[SOLVED] RFC 2822 with stupid circular references :(

Any questions involving matching text strings to patterns - the pattern is called a "regular expression."

Moderator: General Moderators

Post Reply
User avatar
Chris Corbyn
Breakbeat Nuttzer
Posts: 13098
Joined: Wed Mar 24, 2004 7:57 am
Location: Melbourne, Australia

[SOLVED] RFC 2822 with stupid circular references :(

Post by Chris Corbyn »

I was moving along so well with this as well.

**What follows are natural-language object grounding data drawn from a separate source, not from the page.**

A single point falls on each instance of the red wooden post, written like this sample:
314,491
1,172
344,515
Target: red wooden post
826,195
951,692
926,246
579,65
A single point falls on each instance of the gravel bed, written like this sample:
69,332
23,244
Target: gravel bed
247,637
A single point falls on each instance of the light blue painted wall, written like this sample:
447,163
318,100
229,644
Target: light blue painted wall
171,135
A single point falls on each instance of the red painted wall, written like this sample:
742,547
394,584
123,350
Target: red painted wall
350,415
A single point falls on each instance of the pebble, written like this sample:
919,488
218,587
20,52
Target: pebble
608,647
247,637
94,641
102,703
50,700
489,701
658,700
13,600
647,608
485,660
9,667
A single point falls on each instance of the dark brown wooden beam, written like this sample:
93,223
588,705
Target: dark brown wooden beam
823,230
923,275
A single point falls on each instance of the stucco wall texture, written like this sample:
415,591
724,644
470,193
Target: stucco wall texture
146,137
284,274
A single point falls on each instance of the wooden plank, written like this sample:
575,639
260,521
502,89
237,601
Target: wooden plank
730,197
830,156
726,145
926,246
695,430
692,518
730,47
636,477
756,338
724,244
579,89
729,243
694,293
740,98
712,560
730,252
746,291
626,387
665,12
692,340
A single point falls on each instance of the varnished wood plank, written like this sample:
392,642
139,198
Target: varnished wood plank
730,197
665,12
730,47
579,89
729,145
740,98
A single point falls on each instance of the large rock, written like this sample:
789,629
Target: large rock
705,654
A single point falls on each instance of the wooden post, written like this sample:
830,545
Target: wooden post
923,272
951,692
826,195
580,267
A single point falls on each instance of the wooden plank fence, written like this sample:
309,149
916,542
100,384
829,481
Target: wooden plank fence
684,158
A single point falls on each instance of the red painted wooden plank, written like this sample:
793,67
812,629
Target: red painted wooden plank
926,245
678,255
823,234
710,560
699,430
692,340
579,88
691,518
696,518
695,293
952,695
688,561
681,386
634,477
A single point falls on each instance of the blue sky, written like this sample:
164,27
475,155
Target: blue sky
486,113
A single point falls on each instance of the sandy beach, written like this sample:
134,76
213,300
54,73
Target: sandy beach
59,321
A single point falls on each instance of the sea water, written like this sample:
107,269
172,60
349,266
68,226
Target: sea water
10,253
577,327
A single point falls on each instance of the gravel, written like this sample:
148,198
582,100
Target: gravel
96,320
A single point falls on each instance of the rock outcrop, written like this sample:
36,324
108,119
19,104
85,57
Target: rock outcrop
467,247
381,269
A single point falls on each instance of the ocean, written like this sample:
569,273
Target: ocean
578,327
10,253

I'm going for 100% compliancy with a whole bunch of RFC's (RFC 2822 providing the bulk of it).

In my quest for validating and parsing some parts of email headers I'm turning the ABNF syntax (i.e. this stuff

Code: Select all

comment         =       "(" *([FWS] ccontent) [FWS] ")"
)

into PCRE groups which I can "glue together" to make the tokens described in the RFC.

However, I've hit a big hurdle (a brick wall??):

Code: Select all

ccontent        =       ctext / quoted-pair / comment

comment         =       "(" *([FWS] ccontent) [FWS] ")"
I was defining tokens in *exactly* the same way the RFC refers to them until this point:

Code: Select all

//Refer to RFC 2822 for ABNF
    $noWsCtl = '[\x01-\x08\x0B\x0C\x0E-\x19\x7F]';
    
    $text = '[\x00-\x08\x0B\x0C\x0E-\x7F]';
    $quotedPair = '\\\\' . $text;
    
    $atext = '[a-zA-Z0-9!#\$%&\'\*\+\-\/=\?\^_`\{\}\|~]';
    $dotAtomText = $atext . '+' . '(\.' . $atext . '+)*?';
    
    $qtext = '(?:' . $noWsCtl . '|[\x21\x23-\x5B\x5D-\x7E])';
    $noFoldQuote = '"(?:' . $qtext . '|' . $quotedPair . ')*?"';
    
    $dtext = '(?:' . $noWsCtl . '|[\x21-\x5A\x5E-\x7E])';
    $noFoldLiteral = '\[(?:' . $dtext . '|' . $quotedPair . ')*?\]';
    
    $idLeft = '(?:' . $dotAtomText . '|' . $noFoldQuote . ')';
    $idRight = '(?:' . $dotAtomText . '|' . $noFoldLiteral . ')';
    
    $WSP = '[ \t]';
    $CRLF = '\r\n';
    
    $FWS = '(?:' . $WSP . '*' . $CRLF . ')?' . $WSP;
    
    $ctext = '(?:' . $noWsCtl . '|[\x21-\x27\x2A-\x5B\x5D-\x7E])';

//AGRRRAAAGGGGHHHH!!!!!
    $comment = '\((?:' . $FWS . '|' . $ccontent. ')*?' . $FWS . '?\)';
    $ccontent = '(?:' . $ctext . '|' . $quotedPair . '|' . $comment . ')';
ccontent refers to comment, and comment refers to ccontent so I can't see a way to write a regex which matches this :( Any ideas? Maybe I'll just have to be as close a reasonably possible here...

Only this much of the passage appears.